We’ve all heard by now how awesome the cloud is. Spinup infrastructure instantly. Just add water! No up front costs! Autoscale to meet seasonal application demands!
But less well known or even understood by most engineering teams are the seasonal weather patterns of the cloud environment itself!
Join 28,000 others and follow Sean Hull on twitter @hullsean.
Sure there are firms like Netflix, who have turned the fickle cloud into one of virtues & reliability. But most of the firms I work with everyday, have moved to Amazon as though it’s regular bare-metal. And encountered some real problems in the process.
1. Everyday hardware outages
Many of the firms I’ve seen hosted on AWS don’t realize the servers fail so often. Amazon actually choosing cheap commodity components as a cost-savings measure. The assumption is, resilience should be built into your infrastructure using devops practices & automation tools like Chef & Puppet.
The sad reality is most firms provision the usual way, through the dashboard, with no safety net.
2. Ongoing network problems
Network latency is a big problem on Amazon. And it will affect you more. One reason is you’re most likely sitting on EBS as your storage. EBS? That’s elastic block storage, it’s Amazon’s NAS solution. Your little cheapo instance has to cross the network to get to storage. That *WILL* affect your performance.
If you’re not already doing so, please start using their most important & easily missed performance feature – provisioned IOPS.

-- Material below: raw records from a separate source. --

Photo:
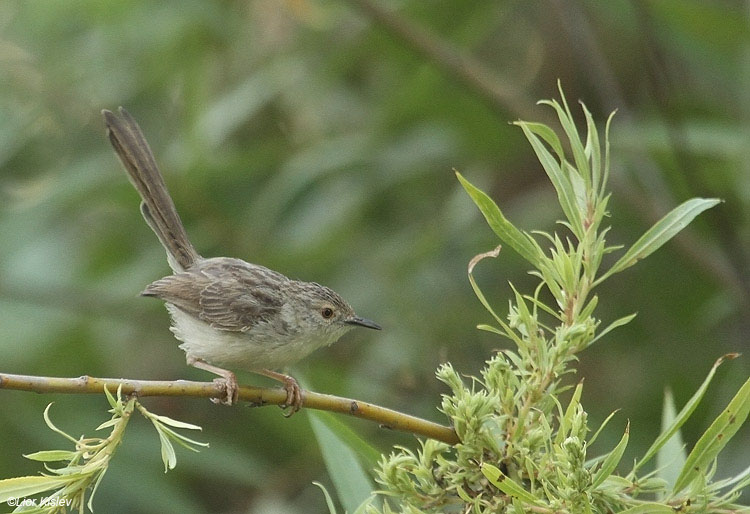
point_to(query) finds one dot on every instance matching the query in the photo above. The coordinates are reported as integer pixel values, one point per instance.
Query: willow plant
(523, 450)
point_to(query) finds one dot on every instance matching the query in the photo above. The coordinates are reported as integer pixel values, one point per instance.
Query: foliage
(521, 450)
(85, 466)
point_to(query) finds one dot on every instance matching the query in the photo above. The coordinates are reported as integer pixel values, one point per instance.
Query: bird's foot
(231, 389)
(293, 391)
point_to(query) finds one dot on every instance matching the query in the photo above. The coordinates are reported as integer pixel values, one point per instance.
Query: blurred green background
(318, 138)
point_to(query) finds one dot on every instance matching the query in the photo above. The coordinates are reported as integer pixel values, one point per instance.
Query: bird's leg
(293, 390)
(228, 380)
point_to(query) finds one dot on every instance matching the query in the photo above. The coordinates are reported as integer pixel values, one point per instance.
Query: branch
(256, 396)
(499, 93)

3. Hard to be as resilient as netflix
From what I’m seeing at startups, most have a bit of devops in place, a bit of automation, such as autoscaling around the webservers. But little in terms of cross-region deployments. What’s more their database tier is protected only by multi-az or just a read-replica or two. These are fine for what they are, but will require real intervention when (not if) the server fails.

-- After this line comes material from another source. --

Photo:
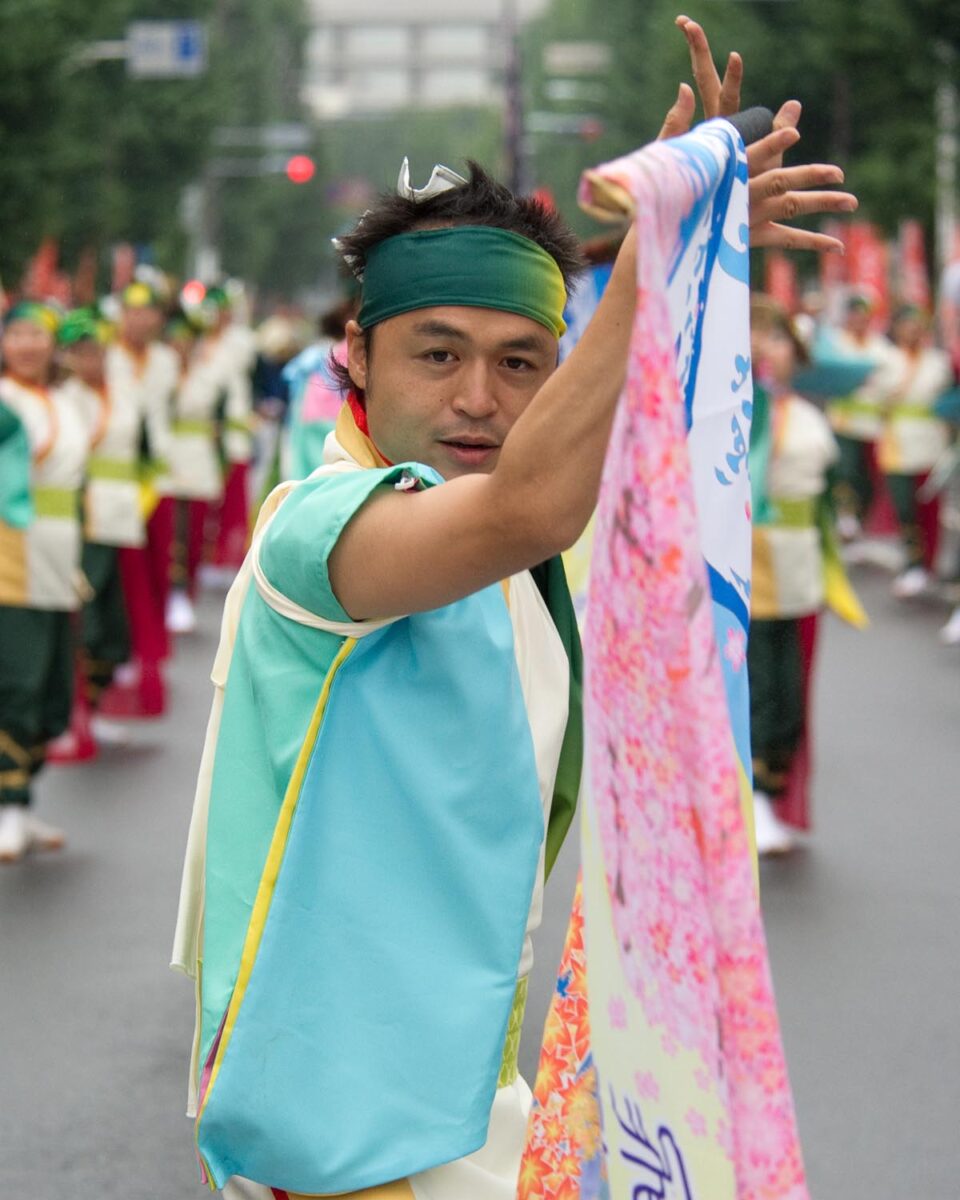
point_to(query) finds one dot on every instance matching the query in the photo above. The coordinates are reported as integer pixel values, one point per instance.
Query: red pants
(145, 576)
(233, 535)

I recommend building a browse-only mode for your application, to eliminate downtime in these cases.
4. Provisioning isn’t your only problem
But the cloud gives me instant infrastructure. I can spinup servers & configure components through an API! Yes this is a major benefit of the cloud, compared to 1-2 hours in traditional environments like Softlayer or Rackspace. But you can also compare that with an outage every couple of years! Amazon’s hardware may fail a couple times a hear, more if you’re unlucky.
Meanwhile you’re going to deal with season weather problems *INSIDE* your datacenter. Think of these as swarms of customers invading your servers, like a DDOS attack, but self-inflicted.

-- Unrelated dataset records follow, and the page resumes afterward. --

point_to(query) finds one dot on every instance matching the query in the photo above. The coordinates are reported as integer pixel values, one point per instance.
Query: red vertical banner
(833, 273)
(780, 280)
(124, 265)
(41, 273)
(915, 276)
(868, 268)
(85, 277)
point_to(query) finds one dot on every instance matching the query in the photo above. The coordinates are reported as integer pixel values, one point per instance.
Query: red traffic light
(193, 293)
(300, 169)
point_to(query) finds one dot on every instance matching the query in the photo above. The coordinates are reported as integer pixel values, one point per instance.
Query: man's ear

Amazon is like a weak immune system attacking itself all the time, requiring constant medication to keep the host alive!
5. RDS is going to bite you
Besides all these other problems, I’m seeing more customers build their applications on the managed database solution MySQL RDS. I’ve found RDS terribly hard to manage. It introduces downtime at every turn, where standard MySQL would incur none.
In my experience Upgrading RDS is like a shit-storm that will not end!